The role of each type of CSC is different depending on the cancer, and has different regulation mechanisms. Let’s take breast cancer, for instance. It has been recently described that cancer stem cell survival depends on G-protein coupled receptor EP4 and cyclooxygenase-2 (COX-2) signaling pathways, which upregulate STAT3 (2). Also, autophagy has become a potential therapeutic target for breast cancer since it can regulate breast cancer stem cells maintenance through the modulation of IL6 secretion (3).
So either if you want to block CSCs or detect them, you should consider the markers which are specific for each CSC type. Please see a comprehensive list below.

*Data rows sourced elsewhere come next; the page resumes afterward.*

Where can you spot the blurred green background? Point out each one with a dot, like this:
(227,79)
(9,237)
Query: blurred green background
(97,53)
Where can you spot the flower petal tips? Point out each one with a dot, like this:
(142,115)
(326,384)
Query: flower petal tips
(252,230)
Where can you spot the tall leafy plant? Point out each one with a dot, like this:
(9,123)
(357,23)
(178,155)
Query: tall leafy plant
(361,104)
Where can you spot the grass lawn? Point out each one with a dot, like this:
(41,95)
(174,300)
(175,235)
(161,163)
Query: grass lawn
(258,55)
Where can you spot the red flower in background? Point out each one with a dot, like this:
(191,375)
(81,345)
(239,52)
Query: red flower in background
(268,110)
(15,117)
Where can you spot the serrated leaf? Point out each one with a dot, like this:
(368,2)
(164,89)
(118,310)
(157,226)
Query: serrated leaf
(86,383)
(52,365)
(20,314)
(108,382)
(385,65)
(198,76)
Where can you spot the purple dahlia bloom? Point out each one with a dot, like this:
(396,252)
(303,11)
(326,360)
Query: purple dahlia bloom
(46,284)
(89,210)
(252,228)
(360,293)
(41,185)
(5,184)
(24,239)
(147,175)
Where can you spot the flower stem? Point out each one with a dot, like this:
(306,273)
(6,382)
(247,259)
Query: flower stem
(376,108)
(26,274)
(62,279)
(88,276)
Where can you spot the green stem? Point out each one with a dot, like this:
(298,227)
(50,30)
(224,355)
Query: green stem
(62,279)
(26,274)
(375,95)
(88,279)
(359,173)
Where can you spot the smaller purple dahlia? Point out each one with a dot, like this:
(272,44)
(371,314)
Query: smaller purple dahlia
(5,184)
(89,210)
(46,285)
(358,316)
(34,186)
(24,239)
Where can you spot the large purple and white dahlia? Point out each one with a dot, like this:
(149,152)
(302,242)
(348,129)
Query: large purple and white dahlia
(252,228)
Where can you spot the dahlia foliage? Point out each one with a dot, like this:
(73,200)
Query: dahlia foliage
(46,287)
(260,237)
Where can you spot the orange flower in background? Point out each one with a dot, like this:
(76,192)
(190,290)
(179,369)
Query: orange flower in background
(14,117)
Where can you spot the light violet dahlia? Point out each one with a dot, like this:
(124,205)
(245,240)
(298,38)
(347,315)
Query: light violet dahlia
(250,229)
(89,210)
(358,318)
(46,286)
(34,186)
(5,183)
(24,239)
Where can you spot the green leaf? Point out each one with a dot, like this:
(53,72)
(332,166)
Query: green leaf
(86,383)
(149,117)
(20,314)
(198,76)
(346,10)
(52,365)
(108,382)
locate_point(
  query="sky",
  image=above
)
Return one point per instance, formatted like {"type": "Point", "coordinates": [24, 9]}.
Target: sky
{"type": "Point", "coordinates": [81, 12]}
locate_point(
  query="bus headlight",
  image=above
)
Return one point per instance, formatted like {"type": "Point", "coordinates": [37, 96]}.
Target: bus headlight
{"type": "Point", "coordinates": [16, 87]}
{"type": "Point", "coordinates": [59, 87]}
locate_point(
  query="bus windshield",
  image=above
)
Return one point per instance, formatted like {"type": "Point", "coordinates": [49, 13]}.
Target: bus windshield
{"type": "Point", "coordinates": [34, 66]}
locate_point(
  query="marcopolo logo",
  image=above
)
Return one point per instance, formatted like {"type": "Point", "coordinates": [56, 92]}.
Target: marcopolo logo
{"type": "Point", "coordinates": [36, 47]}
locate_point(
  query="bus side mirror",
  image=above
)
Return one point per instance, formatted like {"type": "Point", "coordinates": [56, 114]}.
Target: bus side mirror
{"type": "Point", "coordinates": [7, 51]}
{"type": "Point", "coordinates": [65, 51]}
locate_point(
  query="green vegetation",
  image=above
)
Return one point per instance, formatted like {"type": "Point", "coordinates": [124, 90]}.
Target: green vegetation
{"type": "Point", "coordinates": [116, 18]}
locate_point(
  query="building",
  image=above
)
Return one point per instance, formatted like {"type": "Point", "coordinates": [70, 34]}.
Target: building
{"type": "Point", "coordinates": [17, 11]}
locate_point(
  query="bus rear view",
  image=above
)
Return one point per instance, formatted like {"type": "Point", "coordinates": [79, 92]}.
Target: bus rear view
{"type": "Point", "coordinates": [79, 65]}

The main limiting factor is the starting amount of sample. Once the CSCs are purified (which is not a trivial thing and must be optimised), the final amounts are in the ng range rather than in the ug range. So be sure to choose very sensitive, very specific and very validated antibodies. One example is CD44 (see figure), which is a marker for CSCs associated to different cancers (prostate, hepatic, gastric, colorrectal, ovarian…).
Working on CSCs and in need of validated antibodies? Leave your comment or contact us!
|Cancer Type||CSC Markers|
|Lung Cancer||ABCG2(CD338), ALDH1A1, KIT(CD117), PROM1(CD133), THY1(CD90)|
|Breast Cancer||ALDH1A1, CD24, CD44, MET, PON1(ESA), PROM1(CD133), THY1(CD90)|
|Colorectal Cancer||ABCB5, ALCAM(CD166), ALDH1A1, CD24, CD44, EPCAM, DPP4(CD26), ITGB1(CD29), PROM1(CD133), LGR5|
|Prostate Cancer||ALCAM(CD166), ALDH1A1, CD44, PROM1(CD133), TACSTD2(TROP2), ITGA2, ITGB1(CD29)|
|Gastric Cancer||CD44, DLL4, LGR5|
|Hepatic Cancer||ANPEP(CD13), CD24, CD44, PROM1(CD133), THY1(CD90)|
|Bladder Cancer||ALDH1A1, CD44, CD47, CEACAM6(CD66c)|
|Leukemia||CD34, CD38, IL3RA(CD123), KIT(CD117), TFRC(CD71), THY1(CD90)|
|Pancreatic Cancer||ABCG2(CD338), ALDH1A1, CD24, CD44, CXCR4, MET, PROM1(CD133), PON1(ESA)|
|Brain Cancer||ITGA6(CD49f), PROM1(CD133), THY1(CD90)|
|Ovarian Cancer||CD24, CD44, KIT(CD117), MYC, NANOG, PROM1(CD133)|
|Head and Neck Cancer||ABCG2(CD338), ALDH1A1, CD44, LGR5, MET|
|Melanoma||ABCB5, ALDH1A1, MS4A1(CD20), NGFR(CD271), PROM1(CD133)|
1.- Plaks, V., et.al. (2015). Cancer Stem Cell. DOI: 10.1016/j.stem.2015.02.015.
2.- Foulton, A., et.al. (2015). Cancer Research. DOI: 10.1158/1538- 7445.SABCS14-P2-06-03.
3.- Maycotte, P., et.al. (2015). Molecular Cancer Research. DOI: 10.1158/1541-7786.MCR-14-0487.